OMG, that picture is *too* cute. I love him surrounded by his little friends. I want to reach into the toy box and give him a hug. My boys really suffer compared to yours. They have a few toys, but nothing like that.


----------



## Jill in Mich (Feb 24, 2008)

Karen, that is one of my all time favorite photos. 

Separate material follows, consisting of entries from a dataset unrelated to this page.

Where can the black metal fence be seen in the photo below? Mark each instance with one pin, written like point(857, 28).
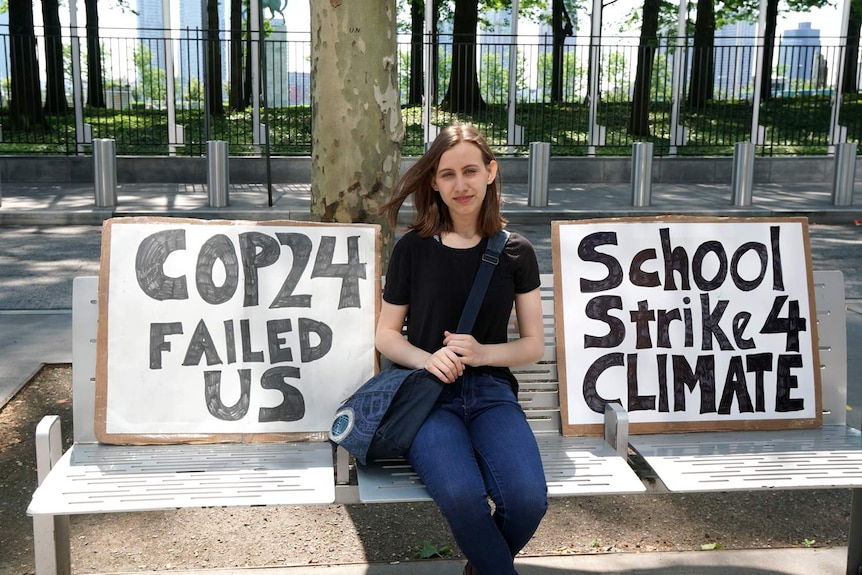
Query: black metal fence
point(551, 100)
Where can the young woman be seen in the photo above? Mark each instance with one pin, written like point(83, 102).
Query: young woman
point(476, 442)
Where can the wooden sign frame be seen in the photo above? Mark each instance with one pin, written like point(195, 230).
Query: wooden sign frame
point(260, 302)
point(609, 274)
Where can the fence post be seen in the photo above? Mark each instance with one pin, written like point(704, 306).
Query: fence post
point(742, 182)
point(641, 173)
point(540, 163)
point(844, 174)
point(217, 173)
point(105, 172)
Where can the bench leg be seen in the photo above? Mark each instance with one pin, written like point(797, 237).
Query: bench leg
point(51, 545)
point(50, 532)
point(854, 538)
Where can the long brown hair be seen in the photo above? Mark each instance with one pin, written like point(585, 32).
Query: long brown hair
point(432, 215)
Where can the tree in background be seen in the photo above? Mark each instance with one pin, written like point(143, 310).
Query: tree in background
point(851, 75)
point(213, 80)
point(463, 95)
point(702, 82)
point(562, 28)
point(95, 78)
point(356, 114)
point(25, 104)
point(153, 80)
point(55, 87)
point(639, 118)
point(238, 96)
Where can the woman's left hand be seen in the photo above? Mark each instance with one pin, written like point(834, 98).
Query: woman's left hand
point(465, 345)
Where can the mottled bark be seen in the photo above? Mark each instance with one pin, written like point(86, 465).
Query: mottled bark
point(356, 123)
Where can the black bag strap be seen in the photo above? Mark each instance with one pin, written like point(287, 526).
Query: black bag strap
point(490, 259)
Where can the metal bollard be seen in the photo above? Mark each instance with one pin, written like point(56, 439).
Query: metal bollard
point(540, 164)
point(844, 175)
point(742, 182)
point(641, 173)
point(105, 172)
point(217, 173)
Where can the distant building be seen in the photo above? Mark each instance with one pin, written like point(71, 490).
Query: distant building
point(799, 56)
point(150, 30)
point(189, 54)
point(734, 57)
point(192, 35)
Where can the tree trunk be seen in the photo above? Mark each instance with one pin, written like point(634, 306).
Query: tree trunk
point(463, 95)
point(95, 80)
point(249, 46)
point(356, 114)
point(768, 49)
point(851, 76)
point(701, 88)
point(55, 89)
point(25, 105)
point(561, 27)
point(236, 99)
point(213, 82)
point(639, 120)
point(416, 85)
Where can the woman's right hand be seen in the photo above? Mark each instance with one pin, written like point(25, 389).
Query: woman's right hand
point(445, 365)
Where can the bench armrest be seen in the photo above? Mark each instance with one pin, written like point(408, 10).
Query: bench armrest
point(342, 466)
point(49, 445)
point(617, 428)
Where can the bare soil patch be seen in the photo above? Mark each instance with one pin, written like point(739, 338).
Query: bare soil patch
point(268, 536)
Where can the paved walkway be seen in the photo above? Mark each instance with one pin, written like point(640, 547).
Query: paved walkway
point(35, 322)
point(74, 203)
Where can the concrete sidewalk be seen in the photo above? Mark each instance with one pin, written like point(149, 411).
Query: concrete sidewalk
point(827, 561)
point(70, 204)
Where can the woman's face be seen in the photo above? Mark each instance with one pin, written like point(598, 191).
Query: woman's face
point(462, 179)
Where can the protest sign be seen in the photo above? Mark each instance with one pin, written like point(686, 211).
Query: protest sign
point(688, 323)
point(227, 331)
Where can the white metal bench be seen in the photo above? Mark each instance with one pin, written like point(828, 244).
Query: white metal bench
point(92, 478)
point(822, 458)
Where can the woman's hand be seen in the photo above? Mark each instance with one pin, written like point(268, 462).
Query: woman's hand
point(445, 365)
point(465, 346)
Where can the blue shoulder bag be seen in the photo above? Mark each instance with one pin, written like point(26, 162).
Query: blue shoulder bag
point(382, 417)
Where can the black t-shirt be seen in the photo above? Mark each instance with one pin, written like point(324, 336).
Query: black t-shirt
point(434, 280)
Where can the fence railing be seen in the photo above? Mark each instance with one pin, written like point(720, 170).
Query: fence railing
point(551, 102)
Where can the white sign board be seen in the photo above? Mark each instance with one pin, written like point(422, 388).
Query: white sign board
point(218, 330)
point(688, 323)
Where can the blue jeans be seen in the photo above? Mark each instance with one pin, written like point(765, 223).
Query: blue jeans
point(475, 444)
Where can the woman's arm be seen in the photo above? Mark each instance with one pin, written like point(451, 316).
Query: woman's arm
point(528, 348)
point(444, 363)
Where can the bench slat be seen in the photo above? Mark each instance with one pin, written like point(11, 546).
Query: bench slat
point(93, 478)
point(830, 456)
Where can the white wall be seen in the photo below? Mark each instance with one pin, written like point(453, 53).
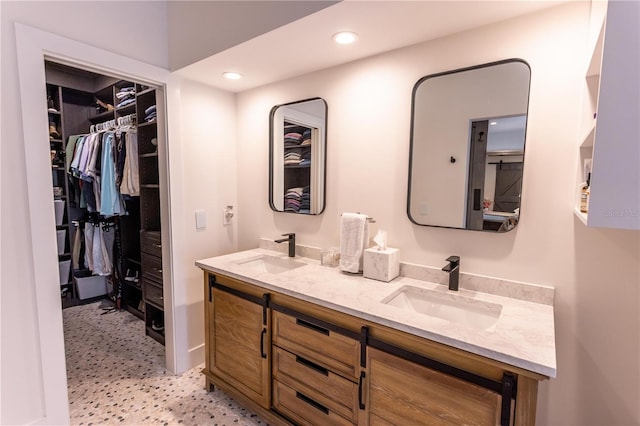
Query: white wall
point(202, 166)
point(23, 390)
point(594, 271)
point(209, 159)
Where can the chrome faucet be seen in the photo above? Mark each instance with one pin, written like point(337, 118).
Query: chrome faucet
point(291, 238)
point(453, 268)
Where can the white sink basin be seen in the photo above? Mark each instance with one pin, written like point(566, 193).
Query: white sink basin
point(450, 307)
point(271, 264)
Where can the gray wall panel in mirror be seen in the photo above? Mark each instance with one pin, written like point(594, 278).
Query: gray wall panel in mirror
point(297, 156)
point(466, 158)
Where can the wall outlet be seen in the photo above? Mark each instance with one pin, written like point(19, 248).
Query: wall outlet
point(201, 219)
point(227, 215)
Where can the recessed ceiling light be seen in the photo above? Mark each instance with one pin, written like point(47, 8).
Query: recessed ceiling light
point(345, 37)
point(232, 75)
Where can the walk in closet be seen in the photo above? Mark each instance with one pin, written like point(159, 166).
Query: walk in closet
point(105, 178)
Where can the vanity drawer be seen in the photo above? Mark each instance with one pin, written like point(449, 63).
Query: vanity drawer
point(332, 391)
point(304, 409)
point(153, 295)
point(150, 243)
point(316, 343)
point(151, 268)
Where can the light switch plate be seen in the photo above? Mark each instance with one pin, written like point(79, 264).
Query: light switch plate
point(227, 215)
point(201, 219)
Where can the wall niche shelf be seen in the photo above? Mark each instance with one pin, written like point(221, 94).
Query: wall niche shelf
point(608, 148)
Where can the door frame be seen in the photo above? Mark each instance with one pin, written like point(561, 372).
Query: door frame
point(33, 47)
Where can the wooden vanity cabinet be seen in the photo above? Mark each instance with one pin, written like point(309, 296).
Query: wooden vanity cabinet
point(238, 342)
point(295, 362)
point(401, 392)
point(315, 370)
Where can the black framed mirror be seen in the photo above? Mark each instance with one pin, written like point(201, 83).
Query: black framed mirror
point(466, 160)
point(297, 156)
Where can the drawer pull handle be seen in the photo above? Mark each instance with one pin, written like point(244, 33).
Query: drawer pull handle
point(262, 335)
point(360, 383)
point(312, 403)
point(313, 327)
point(312, 365)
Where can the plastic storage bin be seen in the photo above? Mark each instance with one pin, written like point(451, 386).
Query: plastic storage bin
point(58, 206)
point(91, 286)
point(63, 267)
point(61, 234)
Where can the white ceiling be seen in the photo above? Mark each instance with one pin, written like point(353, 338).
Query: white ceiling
point(305, 45)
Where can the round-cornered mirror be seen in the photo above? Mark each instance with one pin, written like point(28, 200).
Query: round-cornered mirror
point(466, 159)
point(297, 157)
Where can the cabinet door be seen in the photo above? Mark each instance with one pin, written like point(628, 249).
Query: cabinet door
point(401, 392)
point(240, 343)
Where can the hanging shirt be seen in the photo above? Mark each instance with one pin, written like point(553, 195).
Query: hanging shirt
point(110, 202)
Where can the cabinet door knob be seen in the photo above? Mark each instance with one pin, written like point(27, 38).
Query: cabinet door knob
point(360, 385)
point(262, 336)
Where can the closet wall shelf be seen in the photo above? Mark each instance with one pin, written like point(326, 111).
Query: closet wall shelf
point(103, 116)
point(127, 109)
point(135, 311)
point(145, 91)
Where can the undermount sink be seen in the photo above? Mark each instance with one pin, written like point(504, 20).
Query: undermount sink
point(450, 307)
point(271, 264)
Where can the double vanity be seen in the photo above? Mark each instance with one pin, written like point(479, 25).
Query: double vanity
point(302, 343)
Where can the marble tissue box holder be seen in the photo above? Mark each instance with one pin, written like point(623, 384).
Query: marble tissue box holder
point(381, 265)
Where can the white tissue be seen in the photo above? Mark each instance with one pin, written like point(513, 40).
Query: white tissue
point(381, 240)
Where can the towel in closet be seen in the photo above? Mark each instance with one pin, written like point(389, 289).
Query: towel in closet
point(354, 236)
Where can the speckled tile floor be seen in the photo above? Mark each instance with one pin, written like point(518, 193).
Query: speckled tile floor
point(116, 375)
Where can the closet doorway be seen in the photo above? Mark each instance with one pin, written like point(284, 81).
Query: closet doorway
point(103, 136)
point(34, 46)
point(105, 174)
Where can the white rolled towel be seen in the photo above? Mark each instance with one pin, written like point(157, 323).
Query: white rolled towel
point(354, 236)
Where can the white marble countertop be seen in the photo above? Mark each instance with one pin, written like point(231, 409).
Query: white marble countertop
point(523, 335)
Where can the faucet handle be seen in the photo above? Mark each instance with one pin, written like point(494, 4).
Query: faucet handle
point(453, 259)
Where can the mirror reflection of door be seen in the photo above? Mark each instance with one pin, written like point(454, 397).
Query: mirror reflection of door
point(503, 173)
point(477, 166)
point(508, 186)
point(445, 186)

And OMG, all of the toys!!!! I can't let my two see these pictures, they'll realize how deprived they are. I'm trying to imagine the time you spend picking up toys.... you need Dale & Cicero to come over - name all of them and teach your two how to put them away.


----------



## Lina (Apr 26, 2007)

I'm wondering, though... is there a rated R version? :suspicious:


----------



## Brady's mom (Dec 1, 2006)

Lina, maybe in my younger yearsound:

And, by the way, I wasn't going to buy Christmas presents for the boys since they have quite a few toys already. But, I felt guilty when reading all the stuff everyone was getting their pups, so I went out this morning and bought a few things. Just what the boys need, more stuff!


----------



## Havtahava (Aug 20, 2006)

I know it has been said multiple times already, but that is an adorable photo! Thank you for sharing, Karen.


----------



## Milo's Mom (Aug 31, 2008)

Oh my god, this so reminds me of my son, Ted. When he was two years old, I couldn't find him anywhere in the house and totally panicked. I had all the neighbors looking for him and was just ready to call the police.......when I found him in his crayola toy box (with the cover on) sleeping peacefully. He's now 24, and we always embarrass him with this story.


----------